A convicted drug-supplier turned successful brewery owner has been given more time to pay off his £3.2 million debt, it has been ruled.
Julian de Vere Whiteway-Wilkinson, owner and co-founder of the London Fields Brewery, was sentenced to 12 years in jail in 2004 along with three others for conspiring to supply cocaine to a clientele that included celebrities, City traders and music industry figures.
He was later ordered to hand back his £2.1 million criminal profit with interest to the taxpayer.
However, District Judge Elizabeth Roscoe has allowed him to defer repayment until well into 2015 at the earliest.
Westminster Magistrates’ Court heard yesterday that Whiteway-Wilkinson had paid less than half the debt despite facing up to eight years in prison for non-payment.
The decision followed a plea by his barrister, Gavin Irwin, who said Whiteway-Wilkinson’s brewery was “heading” towards success and likely to be earning millions of pounds in the next two years, allowing his client to clear his debt to the taxpayer.
Irwin said: “The business is still in its infancy and every pound that is taken now makes it less likely to succeed. What we are asking is that the court doesn’t take any more money for a year or 18 months.”
The judge emphasised that Whiteway-Wilkinson would have to repay a “significant lump sum” within six months.
She said: “To put it bluntly, the court is less concerned with providing Whiteway-Wilkinson with a long-term career than it is with getting the money in.”
Roscoe added that promises of future payments were often not fulfilled and wanted to see evidence of London Fields’ ownership and set-up.
After being told that Whiteway-Wilkinson shared ownership of the brewery with his wife, she commented: “We have many people who come here showing assets that have suddenly gone to their partner or a dominant shareholding in a company that becomes less dominant.
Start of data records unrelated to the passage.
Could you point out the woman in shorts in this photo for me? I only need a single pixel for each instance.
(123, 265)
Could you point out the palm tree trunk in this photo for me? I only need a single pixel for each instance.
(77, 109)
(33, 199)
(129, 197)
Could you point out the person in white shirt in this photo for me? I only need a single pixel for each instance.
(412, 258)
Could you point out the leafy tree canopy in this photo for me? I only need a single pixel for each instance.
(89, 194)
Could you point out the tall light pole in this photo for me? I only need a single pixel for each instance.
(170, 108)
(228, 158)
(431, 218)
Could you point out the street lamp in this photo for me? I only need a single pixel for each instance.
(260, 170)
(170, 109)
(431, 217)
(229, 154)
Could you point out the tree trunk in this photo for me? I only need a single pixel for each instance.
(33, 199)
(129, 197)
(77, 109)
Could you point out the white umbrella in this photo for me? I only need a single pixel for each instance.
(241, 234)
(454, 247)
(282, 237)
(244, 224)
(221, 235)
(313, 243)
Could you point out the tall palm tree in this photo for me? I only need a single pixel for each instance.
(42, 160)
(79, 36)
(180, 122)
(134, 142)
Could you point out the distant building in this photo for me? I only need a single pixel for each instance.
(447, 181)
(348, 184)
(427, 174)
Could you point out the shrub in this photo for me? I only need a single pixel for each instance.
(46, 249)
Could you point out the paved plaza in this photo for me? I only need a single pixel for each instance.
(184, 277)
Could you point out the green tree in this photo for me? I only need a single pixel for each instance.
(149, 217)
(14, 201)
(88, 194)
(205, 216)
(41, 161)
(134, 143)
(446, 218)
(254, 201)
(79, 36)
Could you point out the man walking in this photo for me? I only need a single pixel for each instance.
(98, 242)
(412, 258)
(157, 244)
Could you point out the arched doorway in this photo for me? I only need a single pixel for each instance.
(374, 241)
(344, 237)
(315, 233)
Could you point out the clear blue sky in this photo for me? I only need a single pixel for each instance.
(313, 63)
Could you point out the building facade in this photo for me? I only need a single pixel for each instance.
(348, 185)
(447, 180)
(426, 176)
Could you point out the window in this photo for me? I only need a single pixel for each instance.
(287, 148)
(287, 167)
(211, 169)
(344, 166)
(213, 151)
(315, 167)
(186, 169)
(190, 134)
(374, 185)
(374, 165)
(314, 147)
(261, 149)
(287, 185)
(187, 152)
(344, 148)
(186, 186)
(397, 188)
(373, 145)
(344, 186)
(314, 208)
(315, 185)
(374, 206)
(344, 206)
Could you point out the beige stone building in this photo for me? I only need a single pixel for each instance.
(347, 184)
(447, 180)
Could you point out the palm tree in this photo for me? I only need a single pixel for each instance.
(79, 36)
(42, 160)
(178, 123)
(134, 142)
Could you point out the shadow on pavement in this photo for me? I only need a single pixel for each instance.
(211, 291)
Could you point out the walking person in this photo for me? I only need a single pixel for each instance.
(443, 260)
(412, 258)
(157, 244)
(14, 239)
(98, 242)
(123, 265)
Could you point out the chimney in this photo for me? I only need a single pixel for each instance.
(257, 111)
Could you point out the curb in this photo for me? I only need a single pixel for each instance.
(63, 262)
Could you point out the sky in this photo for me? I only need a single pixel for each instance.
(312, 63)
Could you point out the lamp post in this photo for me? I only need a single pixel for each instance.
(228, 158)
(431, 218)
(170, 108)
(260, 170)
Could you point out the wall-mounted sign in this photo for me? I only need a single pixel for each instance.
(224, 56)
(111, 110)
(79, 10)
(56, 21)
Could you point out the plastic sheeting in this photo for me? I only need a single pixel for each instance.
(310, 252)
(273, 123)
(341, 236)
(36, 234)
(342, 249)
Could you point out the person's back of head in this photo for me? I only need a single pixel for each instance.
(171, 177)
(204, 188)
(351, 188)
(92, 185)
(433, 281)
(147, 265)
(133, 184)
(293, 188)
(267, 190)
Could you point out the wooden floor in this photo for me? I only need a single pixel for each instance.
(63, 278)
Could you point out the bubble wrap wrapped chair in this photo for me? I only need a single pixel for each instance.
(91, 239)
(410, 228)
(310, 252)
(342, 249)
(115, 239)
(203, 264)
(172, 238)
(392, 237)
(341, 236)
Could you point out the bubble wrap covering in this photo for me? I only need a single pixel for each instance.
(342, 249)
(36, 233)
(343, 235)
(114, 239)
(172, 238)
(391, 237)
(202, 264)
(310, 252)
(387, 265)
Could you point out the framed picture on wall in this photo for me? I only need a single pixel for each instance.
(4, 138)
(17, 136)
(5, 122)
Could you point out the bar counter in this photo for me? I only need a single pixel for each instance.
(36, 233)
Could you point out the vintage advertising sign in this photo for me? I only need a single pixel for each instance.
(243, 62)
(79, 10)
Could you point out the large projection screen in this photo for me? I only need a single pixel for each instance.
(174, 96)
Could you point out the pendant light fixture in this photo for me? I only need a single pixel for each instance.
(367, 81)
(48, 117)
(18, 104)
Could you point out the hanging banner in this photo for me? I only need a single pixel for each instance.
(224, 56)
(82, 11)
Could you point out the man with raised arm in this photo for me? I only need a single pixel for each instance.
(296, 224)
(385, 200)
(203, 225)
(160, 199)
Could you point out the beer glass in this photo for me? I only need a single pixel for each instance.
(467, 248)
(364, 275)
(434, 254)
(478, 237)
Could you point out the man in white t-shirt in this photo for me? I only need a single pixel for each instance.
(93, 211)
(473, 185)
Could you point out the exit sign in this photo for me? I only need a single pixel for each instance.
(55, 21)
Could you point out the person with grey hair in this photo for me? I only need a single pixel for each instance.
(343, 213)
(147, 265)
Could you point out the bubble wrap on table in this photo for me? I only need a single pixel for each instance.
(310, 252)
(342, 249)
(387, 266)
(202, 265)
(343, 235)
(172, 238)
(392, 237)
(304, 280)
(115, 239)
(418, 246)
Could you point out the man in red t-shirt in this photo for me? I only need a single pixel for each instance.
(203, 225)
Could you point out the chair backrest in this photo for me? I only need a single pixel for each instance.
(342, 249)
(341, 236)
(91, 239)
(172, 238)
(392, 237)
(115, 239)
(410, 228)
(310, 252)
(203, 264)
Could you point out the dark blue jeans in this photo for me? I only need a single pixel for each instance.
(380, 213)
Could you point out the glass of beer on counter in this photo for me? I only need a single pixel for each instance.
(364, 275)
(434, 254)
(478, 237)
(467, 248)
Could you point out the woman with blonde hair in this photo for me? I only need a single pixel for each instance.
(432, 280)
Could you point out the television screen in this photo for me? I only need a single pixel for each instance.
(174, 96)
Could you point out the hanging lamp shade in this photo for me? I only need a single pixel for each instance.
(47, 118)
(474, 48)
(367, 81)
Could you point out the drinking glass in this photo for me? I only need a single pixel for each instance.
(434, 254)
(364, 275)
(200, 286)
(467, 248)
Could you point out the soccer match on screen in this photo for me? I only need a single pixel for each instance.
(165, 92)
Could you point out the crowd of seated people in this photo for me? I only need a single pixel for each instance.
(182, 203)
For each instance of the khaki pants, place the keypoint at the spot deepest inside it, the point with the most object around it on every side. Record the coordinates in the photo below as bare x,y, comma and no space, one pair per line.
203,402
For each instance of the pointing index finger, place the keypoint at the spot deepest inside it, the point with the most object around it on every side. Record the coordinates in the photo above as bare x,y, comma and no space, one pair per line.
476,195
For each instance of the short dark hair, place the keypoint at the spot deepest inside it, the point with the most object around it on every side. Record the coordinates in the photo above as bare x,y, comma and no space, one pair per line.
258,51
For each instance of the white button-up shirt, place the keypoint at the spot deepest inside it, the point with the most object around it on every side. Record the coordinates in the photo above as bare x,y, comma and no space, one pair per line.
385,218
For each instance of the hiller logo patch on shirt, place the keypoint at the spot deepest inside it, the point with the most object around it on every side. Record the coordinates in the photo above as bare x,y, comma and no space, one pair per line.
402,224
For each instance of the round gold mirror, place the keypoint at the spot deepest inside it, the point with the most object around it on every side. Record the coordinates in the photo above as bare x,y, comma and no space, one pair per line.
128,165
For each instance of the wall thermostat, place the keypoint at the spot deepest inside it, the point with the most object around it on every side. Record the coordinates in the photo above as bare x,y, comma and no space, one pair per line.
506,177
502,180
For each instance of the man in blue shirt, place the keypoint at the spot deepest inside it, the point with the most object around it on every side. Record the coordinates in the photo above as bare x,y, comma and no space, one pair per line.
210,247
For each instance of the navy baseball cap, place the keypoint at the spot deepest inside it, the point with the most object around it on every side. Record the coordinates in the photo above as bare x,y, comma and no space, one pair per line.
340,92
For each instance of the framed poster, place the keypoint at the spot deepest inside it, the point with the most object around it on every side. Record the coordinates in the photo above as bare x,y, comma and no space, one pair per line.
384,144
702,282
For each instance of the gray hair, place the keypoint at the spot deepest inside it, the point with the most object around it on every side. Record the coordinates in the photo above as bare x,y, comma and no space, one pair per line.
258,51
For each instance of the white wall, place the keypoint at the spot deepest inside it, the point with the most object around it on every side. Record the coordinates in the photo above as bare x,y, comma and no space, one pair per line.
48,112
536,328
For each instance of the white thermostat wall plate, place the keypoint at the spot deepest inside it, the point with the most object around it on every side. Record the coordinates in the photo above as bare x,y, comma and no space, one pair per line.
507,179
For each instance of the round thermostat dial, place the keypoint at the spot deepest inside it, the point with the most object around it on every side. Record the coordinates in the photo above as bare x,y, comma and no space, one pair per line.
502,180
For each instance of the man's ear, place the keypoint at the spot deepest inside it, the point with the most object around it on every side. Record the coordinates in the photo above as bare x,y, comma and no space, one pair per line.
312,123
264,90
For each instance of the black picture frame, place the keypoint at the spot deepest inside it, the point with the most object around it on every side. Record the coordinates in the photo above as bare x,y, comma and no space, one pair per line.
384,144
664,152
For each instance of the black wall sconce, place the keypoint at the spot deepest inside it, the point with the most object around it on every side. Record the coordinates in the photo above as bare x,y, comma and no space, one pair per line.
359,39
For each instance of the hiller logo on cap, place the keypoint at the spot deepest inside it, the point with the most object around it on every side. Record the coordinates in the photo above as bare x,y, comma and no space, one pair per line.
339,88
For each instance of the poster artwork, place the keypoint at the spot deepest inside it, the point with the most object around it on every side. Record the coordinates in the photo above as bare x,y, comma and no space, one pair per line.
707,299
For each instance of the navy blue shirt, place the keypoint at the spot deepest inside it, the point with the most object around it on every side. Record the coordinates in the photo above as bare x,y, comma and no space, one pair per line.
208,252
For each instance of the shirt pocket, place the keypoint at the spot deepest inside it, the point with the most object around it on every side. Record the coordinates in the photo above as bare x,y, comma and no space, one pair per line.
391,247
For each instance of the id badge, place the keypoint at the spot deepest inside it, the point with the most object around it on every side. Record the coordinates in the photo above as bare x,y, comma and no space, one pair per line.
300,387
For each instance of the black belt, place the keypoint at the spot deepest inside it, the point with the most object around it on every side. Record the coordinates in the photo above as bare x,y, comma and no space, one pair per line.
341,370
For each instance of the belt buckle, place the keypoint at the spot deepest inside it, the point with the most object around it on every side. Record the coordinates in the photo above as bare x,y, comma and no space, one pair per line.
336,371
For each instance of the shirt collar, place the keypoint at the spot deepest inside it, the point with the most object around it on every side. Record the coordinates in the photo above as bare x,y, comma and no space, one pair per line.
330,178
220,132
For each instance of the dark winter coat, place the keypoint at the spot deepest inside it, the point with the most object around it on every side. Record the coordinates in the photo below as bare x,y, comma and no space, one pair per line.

The court wants to see some reassurance that this is not suddenly going to disappear into the ether.”
Whiteway-Wilkinson’s family in Devon was under the impression that he was a party planner but had no idea what kind of parties he had been planning.
The trained pilot had been using a house in Hoxton to film cocaine-fuelled parties with naked women for his friends before his conviction in 2004.